07/04/2023
We post this picture every year because it’s the one we started the account with in 2016. Here’s a note we wrote in our newsletter. We love you, America 🇺🇸
Our independence from Britain 247 years ago made the world a better place. Before the United States, much of the Western world was organized in a vertical order known as the “Great Chain of Being” — a world ruled by priests and monarchs. It was a world in which, if you were born at the bottom, you had virtually no chance of ever making it to the top.
The Declaration of Independence, the Constitution, and the Bill of Rights took that existing framework and bodyslammed it against the ancient moral grounds it had been resting on for thousands of years.
The vertical order began to tilt, becoming just horizontal enough that, if you were born into a poor Mississippi family in 1954, you could go on to host a TV series called The Oprah Winfrey Show and end up with a net worth of $2.5 billion. Or, you could be the child of two immigrants and become a millionaire by age 23, giving the world the iPhone along the way, like Steve Jobs.
And the tilt didn’t end at the US borders. Our country’s inception compelled humanity to think about concepts like equality and individual rights. It provided a framework for a new economic model called capitalism — which, say what you will, has lifted more people out of poverty than any other framework before it.
Now, we still have a lot of work to do.

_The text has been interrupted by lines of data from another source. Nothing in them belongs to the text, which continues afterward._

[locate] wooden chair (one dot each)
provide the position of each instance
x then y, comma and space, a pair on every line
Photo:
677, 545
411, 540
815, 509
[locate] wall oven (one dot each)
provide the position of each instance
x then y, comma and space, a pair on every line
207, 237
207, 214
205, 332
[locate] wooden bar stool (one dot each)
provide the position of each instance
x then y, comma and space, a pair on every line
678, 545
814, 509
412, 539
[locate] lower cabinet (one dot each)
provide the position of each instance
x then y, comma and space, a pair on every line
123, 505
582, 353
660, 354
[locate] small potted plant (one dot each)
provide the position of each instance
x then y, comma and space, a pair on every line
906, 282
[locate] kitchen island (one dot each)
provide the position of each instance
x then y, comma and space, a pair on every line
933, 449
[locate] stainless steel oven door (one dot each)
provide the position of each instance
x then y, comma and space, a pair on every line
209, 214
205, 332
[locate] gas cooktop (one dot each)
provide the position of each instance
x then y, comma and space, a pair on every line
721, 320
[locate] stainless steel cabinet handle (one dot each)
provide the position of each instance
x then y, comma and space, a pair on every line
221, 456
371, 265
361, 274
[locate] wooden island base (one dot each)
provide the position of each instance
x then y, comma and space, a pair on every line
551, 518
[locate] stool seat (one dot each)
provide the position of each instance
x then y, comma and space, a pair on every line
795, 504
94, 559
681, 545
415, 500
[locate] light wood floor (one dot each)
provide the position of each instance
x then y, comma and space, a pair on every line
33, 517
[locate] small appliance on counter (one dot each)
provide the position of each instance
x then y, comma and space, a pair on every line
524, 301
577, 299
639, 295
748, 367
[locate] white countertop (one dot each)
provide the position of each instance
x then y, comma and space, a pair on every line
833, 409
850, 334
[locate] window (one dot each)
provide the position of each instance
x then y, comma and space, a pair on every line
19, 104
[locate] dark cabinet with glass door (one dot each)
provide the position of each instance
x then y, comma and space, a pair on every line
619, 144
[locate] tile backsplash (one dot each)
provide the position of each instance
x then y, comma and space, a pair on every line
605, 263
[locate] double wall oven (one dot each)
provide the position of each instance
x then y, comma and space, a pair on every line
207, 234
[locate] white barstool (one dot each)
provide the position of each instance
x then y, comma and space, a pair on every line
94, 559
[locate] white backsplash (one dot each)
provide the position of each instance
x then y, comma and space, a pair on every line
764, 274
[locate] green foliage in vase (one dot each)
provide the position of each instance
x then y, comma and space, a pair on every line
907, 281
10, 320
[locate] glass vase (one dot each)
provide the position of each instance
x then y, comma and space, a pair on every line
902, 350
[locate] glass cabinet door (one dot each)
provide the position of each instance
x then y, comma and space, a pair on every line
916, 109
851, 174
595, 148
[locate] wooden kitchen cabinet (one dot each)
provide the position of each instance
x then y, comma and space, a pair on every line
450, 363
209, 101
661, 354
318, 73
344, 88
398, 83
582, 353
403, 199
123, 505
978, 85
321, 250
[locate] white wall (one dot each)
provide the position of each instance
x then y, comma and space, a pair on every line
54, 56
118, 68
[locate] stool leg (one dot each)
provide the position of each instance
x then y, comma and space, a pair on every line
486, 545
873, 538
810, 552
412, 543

A lot. Our country is far from perfect. But, if you’ve spent much time outside the United States, you probably know, all things considered, we have it pretty okay back home. Which might be why more than 40 million people living in the US were born in another country, accounting for about one-fifth of the world's migrants.
Nothing is easy. Nothing is perfect. But on a relative basis and historical terms, we think the world is much better now than it was before 1776. At the very least, we don’t have to answer to a King this weekend. And that alone, even 247 years later, is worth celebrating.